The illumination along the corridor between Free School Street and Russell Street has served as a catalyst to attract people in droves to Park Street during the Christmas season. The enthusiasm peaked on Christmas Day, “almost resembling the pandal-hoppers during the Puja”, felt Nitin Kothari, the owner of Peter Cat and Mocambo, reporting a “30-35 per cent jump” in business compared with last year.

“The lights surely spread the Christmas spirit among the people,” said restaurateur Charles Mantosh. The owner of four Park Street eateries — Magnolia, Moulin Rouge, Waldorf and Floriana — praised the police for doing an “excellent job” but felt the parking rules could be relaxed a bit.
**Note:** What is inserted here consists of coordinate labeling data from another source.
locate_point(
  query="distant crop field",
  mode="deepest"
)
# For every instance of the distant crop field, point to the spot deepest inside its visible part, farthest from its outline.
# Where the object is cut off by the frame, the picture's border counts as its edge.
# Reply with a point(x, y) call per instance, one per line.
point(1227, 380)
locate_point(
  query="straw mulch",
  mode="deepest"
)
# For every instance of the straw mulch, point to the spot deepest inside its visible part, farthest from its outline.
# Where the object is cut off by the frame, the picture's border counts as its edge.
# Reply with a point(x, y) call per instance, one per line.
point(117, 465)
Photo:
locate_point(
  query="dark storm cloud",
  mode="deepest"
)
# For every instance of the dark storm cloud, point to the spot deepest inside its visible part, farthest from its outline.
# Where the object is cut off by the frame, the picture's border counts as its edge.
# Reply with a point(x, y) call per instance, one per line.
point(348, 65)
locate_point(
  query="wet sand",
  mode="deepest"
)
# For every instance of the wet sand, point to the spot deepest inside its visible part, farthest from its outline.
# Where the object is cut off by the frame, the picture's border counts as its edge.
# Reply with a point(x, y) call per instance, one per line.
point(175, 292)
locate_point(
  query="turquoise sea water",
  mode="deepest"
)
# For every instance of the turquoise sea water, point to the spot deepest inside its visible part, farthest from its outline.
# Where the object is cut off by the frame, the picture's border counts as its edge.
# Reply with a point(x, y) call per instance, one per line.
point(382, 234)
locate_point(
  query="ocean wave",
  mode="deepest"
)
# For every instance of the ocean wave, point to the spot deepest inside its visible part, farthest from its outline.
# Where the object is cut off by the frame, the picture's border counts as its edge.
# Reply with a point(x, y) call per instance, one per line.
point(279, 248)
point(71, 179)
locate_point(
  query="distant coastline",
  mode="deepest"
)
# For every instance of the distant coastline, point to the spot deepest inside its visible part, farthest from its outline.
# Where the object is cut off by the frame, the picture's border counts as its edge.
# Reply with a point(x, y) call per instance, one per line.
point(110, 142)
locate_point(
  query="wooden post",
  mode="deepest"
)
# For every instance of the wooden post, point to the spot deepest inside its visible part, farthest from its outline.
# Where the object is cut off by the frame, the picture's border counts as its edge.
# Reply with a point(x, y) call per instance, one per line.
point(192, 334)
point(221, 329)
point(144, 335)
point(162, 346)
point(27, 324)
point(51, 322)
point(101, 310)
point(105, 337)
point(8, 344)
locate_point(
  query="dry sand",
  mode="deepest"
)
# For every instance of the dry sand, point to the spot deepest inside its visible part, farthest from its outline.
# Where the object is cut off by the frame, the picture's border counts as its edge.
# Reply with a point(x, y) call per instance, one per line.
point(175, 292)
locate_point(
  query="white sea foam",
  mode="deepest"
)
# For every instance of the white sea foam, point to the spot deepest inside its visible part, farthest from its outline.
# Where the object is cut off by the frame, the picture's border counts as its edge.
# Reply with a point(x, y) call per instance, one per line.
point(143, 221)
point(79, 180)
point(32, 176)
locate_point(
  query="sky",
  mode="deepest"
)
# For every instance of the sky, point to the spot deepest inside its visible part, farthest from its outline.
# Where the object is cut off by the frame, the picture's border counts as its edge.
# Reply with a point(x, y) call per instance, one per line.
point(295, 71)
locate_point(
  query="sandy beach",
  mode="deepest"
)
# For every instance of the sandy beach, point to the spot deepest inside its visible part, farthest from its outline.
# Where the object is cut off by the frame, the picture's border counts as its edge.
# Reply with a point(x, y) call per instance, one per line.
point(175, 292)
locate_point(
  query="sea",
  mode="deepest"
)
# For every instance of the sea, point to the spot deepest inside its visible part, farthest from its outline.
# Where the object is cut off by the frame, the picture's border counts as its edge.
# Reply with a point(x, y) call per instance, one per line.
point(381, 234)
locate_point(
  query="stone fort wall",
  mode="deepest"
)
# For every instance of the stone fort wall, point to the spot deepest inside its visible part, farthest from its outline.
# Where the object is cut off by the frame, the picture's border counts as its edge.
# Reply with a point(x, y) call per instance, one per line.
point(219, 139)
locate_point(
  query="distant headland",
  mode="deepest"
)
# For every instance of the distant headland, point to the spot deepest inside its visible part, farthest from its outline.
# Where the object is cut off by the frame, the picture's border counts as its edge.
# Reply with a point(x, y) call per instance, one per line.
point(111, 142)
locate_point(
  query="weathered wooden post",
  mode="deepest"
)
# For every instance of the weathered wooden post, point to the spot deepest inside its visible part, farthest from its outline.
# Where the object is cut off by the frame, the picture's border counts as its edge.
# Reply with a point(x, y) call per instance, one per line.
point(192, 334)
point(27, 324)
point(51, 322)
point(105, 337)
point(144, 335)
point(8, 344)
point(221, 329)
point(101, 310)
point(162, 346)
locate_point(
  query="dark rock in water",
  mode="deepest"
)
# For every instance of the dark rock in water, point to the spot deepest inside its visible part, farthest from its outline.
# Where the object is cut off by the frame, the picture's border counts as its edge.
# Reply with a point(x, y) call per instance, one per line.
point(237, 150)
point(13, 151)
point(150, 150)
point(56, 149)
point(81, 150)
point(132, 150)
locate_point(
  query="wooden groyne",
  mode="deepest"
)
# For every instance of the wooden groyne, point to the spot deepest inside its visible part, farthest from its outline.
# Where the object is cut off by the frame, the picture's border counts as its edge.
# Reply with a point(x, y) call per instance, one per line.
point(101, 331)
“Despite the fantastic footfall, we’re losing business as people have to park at a distance and walk down for dinner. We’ll meet the deputy commissioner (south) on Thursday with a plea for concessions in parking curbs,” he said.

With the police cordoning off the carriageway to ensure smooth flow of traffic, and the number of hawkers doubling during the festive season, people were seen stuck on the pavements, jostling for elbowroom.

“At one point, I feared for the life of my three-year-old son. We could hardly breathe,” recalled homemaker Saptaparni Roy, who had been to Park Street with her husband and child on Christmas.